LONDON, March 2 (Reuters) - President Vladimir Putin said on Thursday Russia had been hit by a "terrorist attack" in the southern Bryansk region bordering Ukraine, and vowed to crush what he said was a Ukrainian sabotage group that had fired at civilians.
Ukraine accused Russia of staging a false "provocation", but also appeared to imply some form of operation had indeed been carried out by Russian anti-government partisans.
Amid reports of shelling and sporadic sabotage, Russia's border regions have become increasingly volatile since Moscow invaded Ukraine a year ago in what it called a "special military operation".
Putin, in a televised address, accused the group of opening fire on civilians in a car, including children. Bryansk Governor Alexander Bogomaz said the attack had killed two people and wounded an 11-year-old boy.
"They won't achieve anything. We will crush them," said Putin, saying the group was made up of the kind of people who wanted to rob Russia of its history and language.
The FSB security service said in an initial statement that the army and FSB were trying to liquidate "an armed group of Ukrainian nationalists" who had crossed the border.
In a later update, the FSB said the situation was under the control of law enforcement agencies. It said a large number of explosive devices had been found and demining was taking place. It did not mention earlier reports by state news agencies that hostages had been taken.
In two videos circulating online, armed men calling themselves the "Russian Volunteer Corps" said they had crossed the border to fight what they referred to as "the bloody Putinite and Kremlin regime."
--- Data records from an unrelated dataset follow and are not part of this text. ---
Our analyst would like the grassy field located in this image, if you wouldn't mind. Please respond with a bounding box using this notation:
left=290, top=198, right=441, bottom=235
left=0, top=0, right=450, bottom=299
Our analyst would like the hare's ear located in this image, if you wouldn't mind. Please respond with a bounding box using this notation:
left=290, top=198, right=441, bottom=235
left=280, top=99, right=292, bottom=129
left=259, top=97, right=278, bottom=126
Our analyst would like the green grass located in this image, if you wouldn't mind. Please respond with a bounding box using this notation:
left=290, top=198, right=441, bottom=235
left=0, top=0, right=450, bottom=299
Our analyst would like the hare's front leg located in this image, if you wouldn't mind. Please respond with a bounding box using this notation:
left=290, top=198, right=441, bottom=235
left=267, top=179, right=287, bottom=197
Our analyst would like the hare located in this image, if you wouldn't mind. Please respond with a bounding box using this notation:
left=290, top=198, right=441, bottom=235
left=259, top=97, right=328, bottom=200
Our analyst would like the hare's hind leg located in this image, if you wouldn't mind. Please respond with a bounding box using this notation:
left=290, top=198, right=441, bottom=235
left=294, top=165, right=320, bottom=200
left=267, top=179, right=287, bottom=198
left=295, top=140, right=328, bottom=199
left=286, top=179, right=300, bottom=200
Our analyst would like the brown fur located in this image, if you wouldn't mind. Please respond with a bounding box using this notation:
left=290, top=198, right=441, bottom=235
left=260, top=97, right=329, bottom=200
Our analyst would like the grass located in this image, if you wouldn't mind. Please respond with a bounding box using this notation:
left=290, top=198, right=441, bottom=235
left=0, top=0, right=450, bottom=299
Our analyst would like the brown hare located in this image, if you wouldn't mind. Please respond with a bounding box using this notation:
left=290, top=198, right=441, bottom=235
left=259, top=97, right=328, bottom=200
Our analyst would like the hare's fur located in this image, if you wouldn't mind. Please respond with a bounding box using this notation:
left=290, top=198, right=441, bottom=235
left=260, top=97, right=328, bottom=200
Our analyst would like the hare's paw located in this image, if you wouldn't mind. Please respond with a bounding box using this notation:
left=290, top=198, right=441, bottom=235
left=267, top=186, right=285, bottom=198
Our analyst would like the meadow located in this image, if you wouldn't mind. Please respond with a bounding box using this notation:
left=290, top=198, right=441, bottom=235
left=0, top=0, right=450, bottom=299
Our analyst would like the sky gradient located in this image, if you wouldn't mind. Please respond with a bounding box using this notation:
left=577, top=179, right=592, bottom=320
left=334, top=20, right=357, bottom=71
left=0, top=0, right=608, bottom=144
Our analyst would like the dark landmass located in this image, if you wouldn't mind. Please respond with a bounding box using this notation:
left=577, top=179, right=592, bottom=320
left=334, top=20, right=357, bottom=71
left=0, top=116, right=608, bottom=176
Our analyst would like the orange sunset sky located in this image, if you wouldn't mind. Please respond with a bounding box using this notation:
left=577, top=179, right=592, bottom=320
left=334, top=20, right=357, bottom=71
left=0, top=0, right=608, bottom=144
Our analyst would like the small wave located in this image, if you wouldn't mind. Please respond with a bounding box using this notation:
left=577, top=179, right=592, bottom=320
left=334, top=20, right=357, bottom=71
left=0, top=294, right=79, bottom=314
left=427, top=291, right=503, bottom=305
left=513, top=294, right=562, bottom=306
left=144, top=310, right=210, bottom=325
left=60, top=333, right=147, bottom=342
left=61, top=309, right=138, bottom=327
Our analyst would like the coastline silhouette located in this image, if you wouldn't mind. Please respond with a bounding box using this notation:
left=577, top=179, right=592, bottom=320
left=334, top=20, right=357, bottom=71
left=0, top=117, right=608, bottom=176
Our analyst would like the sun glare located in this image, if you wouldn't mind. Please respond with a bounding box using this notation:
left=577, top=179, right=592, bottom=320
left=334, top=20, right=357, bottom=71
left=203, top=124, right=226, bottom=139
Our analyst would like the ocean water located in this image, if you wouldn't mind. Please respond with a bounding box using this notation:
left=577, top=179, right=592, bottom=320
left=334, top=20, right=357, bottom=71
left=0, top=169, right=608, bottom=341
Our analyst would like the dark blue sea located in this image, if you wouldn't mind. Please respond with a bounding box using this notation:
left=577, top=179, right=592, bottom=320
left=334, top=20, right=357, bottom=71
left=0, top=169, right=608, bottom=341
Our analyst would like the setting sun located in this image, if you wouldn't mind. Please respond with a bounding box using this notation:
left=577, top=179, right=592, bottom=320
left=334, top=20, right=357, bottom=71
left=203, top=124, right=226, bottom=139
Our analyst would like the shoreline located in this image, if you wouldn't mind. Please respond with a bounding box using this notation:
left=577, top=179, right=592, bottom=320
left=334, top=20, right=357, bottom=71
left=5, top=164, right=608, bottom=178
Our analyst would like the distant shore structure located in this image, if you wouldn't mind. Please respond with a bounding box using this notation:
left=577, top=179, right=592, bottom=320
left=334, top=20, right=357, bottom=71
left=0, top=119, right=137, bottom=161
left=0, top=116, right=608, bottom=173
Describing themselves as Russian "liberators", the armed men called on Russians to take up arms and rise up against the authorities. They said they did not open fire on civilians.
Reuters could not immediately verify the videos' authenticity.
Kremlin spokesman Dmitry Peskov told reporters that law enforcement agencies would determine who was responsible and Putin was being briefed by security chiefs on the situation.
KIEV ACCUSES MOSCOW OF 'PROVOCATION'
Ukrainian presidential adviser Mykhailo Podolyak wrote on Twitter: "The story about (a) Ukrainian sabotage group in RF (Russian Federation) is a classic deliberate provocation."
He said Russia "wants to scare its people to justify the attack on another country & the growing poverty after the year of war."
A spokesman for Ukrainian military intelligence suggested the makeup of the sabotage group was a sign of internal strife inside Russia.
"These are people who with weapons in their hands are fighting the Putin regime and those who support it... Maybe Russians will begin to wake up, realise something and take some concrete steps," Andriy Yusov told Ukrainian outlet Hromadske.
British military intelligence said on Wednesday that Russia was launching drone attacks on Ukraine from the Bryansk region, which lies to the north of Ukraine and is closer to its capital Kyiv than other launch sites.
Russia has accused Ukrainian saboteurs of infiltrating Bryansk before. In December, the FSB said a four-person Ukrainian "sabotage group" had been "liquidated" while trying to enter the region.
Putin told the FSB this week that it needed to step up its guard against espionage and what he called terrorist threats emanating from Ukraine and the West.
"Your task is to put a barrier in the way of sabotage groups, to stop attempts to illegally transport weapons and ammunition into Russia," he said in a speech on Tuesday.